Seamless Computational Bio at Chai Discovery
Chai Discovery is a frontier drug discovery company using machine learning to design new medicines. Their mission is to develop a flexible, ML-driven platform that can adapt to new biological targets and experimental data, accelerating discovery across diseases and modalities—the “computer-aided design suite for molecules”.
Too often, infrastructure is the bottleneck for research and discovery. By building on Modal, Chai can scale experiments seamlessly, keep data consistent, and run the same workflows from research through production.
The challenge: complex, bursty bio workloads
Chai’s machine learning pipelines combine diverse models, large biological datasets, and GPU-heavy computations. Each experiment can differ dramatically in scale, from small protein structure tests to full antibody design campaigns, and must scale from one run to thousands overnight. The workloads are heterogeneous and bursty, with frequent precomputation steps each with shifting hardware demands.
Running all this on traditional cloud infrastructure would have meant maintenance overhead that would have slowed their research:
- Repetitive data setup: Huge datasets, often hundreds of gigabytes, would need to be downloaded and indexed repeatedly on every machine.
- Hardware drift: Inconsistent GPU types and driver versions could introduce subtle reproducibility bugs.
- Operational overhead and idle time: Scaling inference would mean manual orchestration, days of setup, and paying for idle clusters.
Fast, scalable, consistent compute with Modal
Chai adopted Modal from day one to eliminate the infrastructure overhead that could have slowed experimentation. With Modal, compute is elastic, consistent, and instantly accessible, so researchers can focus on science, not infrastructure.
Consistent and reproducible execution environments for heterogeneous models
Before Modal, reproducibility was fragile. Small mismatches in GPU or driver versions could derail results and force hours of debugging. On Modal, every job runs in an identical, reproducible environment. That consistency is essential for Chai’s pipelines, which chain together many heterogeneous models and needs, like protein embeddings, multiple sequence alignments (MSA), and antibody design models. Furthermore, the ease of managing Modal environments enables Chai to deploy outputs exactly as they are developed in research, improving efficiency and scientific rigor.

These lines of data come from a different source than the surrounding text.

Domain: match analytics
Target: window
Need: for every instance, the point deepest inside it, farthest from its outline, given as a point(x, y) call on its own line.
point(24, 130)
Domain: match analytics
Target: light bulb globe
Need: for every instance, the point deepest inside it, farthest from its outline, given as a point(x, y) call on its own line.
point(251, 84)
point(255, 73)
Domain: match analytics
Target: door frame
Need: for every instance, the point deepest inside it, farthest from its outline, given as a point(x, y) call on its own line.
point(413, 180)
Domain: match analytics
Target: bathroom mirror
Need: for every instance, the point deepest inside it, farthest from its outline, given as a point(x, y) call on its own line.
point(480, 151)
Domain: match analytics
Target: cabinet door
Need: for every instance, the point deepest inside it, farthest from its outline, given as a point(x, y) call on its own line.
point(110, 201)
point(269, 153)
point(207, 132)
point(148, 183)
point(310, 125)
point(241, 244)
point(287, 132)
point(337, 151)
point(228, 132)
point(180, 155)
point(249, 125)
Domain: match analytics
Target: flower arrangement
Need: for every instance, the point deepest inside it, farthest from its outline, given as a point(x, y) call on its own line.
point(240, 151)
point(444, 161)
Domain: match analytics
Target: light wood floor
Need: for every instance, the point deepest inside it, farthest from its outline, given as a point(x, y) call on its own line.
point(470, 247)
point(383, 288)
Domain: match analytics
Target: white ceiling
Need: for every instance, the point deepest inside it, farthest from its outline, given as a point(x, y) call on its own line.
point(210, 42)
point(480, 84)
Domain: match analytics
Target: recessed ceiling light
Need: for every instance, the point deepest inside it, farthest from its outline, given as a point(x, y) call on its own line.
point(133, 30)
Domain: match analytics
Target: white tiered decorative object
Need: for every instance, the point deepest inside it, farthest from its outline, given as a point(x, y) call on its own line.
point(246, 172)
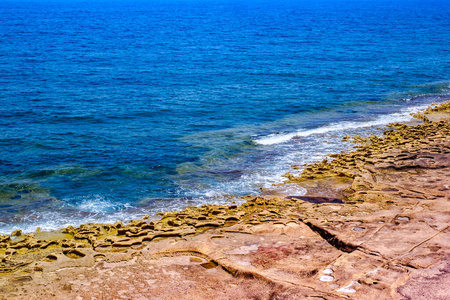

Shared, high-throughput data access
Multiple sequence alignment (MSA) workloads are foundational to Chai’s discovery stack, requiring datasets that can reach hundreds of gigabytes. To set up from scratch in a traditional computing environment, each machine would have to download and index that data from scratch, a process that could take hours. With Modal Volumes, Modal’s high-performance distributed file system, the database is downloaded and indexed once, then instantly shared across every machine offering near-instant cold-start attachment, consistent performance across many GPUs. The persistent state eliminates the need for repeated downloads or indexing, so researchers can start new runs immediately without repeating setup or worrying about storage overhead.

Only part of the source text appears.